Wigs may have been the height of fashion, but they posed plenty of problems for the wearer. Men had to learn how to manage their wigs in court. Handling one’s wig while bowing, for example, to stop it from falling over the face was essential. Full-bottomed wigs could be oppressively hot and weighed three to four pounds. And with candles providing illumination indoors, wigs could easily catch fire.

Ghoulish superstitions attached themselves to hairpieces. During the Great Plague that raged in London during 1665 and 1666, people feared wigmakers were using the hair of the dead. London diarist Samuel Pepys had second thoughts about a wig that he bought in 1665 “because the plague was in Westminster when I bought it.” Eventually, he decided that enough time had passed since the purchase that he could safely wear it.

Hefty pricetags

Once established at court, wigs became de rigueur among high-ranking professional groups, such as judges, priests, financiers, merchants, shop-keepers, prestigious artisans, respected domestic servants, and the hairdressers who constructed and cared for the wigs. 

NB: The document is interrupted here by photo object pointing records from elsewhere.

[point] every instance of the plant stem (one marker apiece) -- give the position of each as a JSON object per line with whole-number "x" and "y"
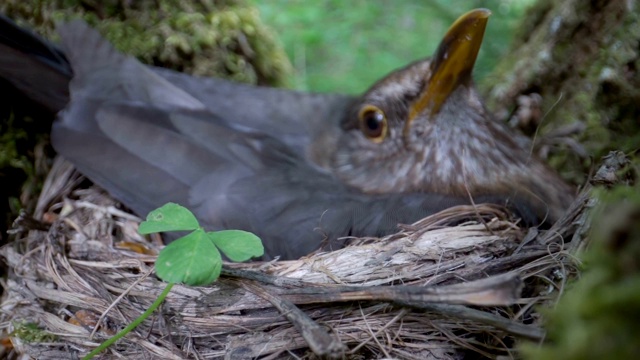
{"x": 133, "y": 324}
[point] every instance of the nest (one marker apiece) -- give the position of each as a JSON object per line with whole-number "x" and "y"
{"x": 79, "y": 272}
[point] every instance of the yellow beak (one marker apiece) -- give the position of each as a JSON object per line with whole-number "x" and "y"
{"x": 453, "y": 62}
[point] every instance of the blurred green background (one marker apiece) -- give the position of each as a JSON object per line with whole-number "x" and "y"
{"x": 346, "y": 45}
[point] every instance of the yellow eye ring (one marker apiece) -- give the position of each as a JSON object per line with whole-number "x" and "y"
{"x": 373, "y": 123}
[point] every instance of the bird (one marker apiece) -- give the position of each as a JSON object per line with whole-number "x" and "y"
{"x": 300, "y": 170}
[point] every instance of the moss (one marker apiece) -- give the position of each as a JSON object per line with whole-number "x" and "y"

To meet growing demand, the number of master wigmakers boomed in France during Louis XIV’s reign. In Paris, it increased from 200 in 1673 to 945 in 1771. In the provinces, journeymen wigmakers traveled around the country as well, and soon ordinary people began wearing wigs, to the consternation of the upper classes.

At the heart of wig economics was the hair itself. Higher priced wigs used women’s hair because of its length and the belief that it was of higher quality than men’s. Traders at fairs would buy hair from peasant girls. Blond or silver-gray hair was often in high demand, followed by black. Naturally curly hair was the most valuable of all. With so many wigs to make, French artisans bought hair from all around Europe. In England tracts were written in defense of nationally sourced human hair, which competed not only against continental human hair but also against horsehair (from manes) or goat hair for cheaper wigs.

(In 1500s Europe, masks were fashionable—and scandalous!)

Big hair falls flat

Louis XIV’s death in 1715 heralded the end of the big wig craze. When King Louis XV came of age, he favored simpler hairstyles at his court. Portraits of the new king depict him with powdered hair: Curls frame his face, while the rest is pulled back into a low ponytail.

The profound social changes that took place at the end of the 18th century brought the fashion for wigs to an end. Wigs were linked in the popular imagination with the excesses of France’s ancien régime, none more so than the towering wigs associated with Marie Antoinette and the court of Louis XVI, which gave rise to the French Revolution. 

Like Napoleon himself, men of fashion began to spurn wigs. Some professions still allowed for their use, however. Although aristocrats no longer wore them, their staff did. In England, judges retained the wig as a symbol of their official role. The custom remains to this day: In criminal cases English judges wear bob-style wigs, with shorter sides and a tail at the back.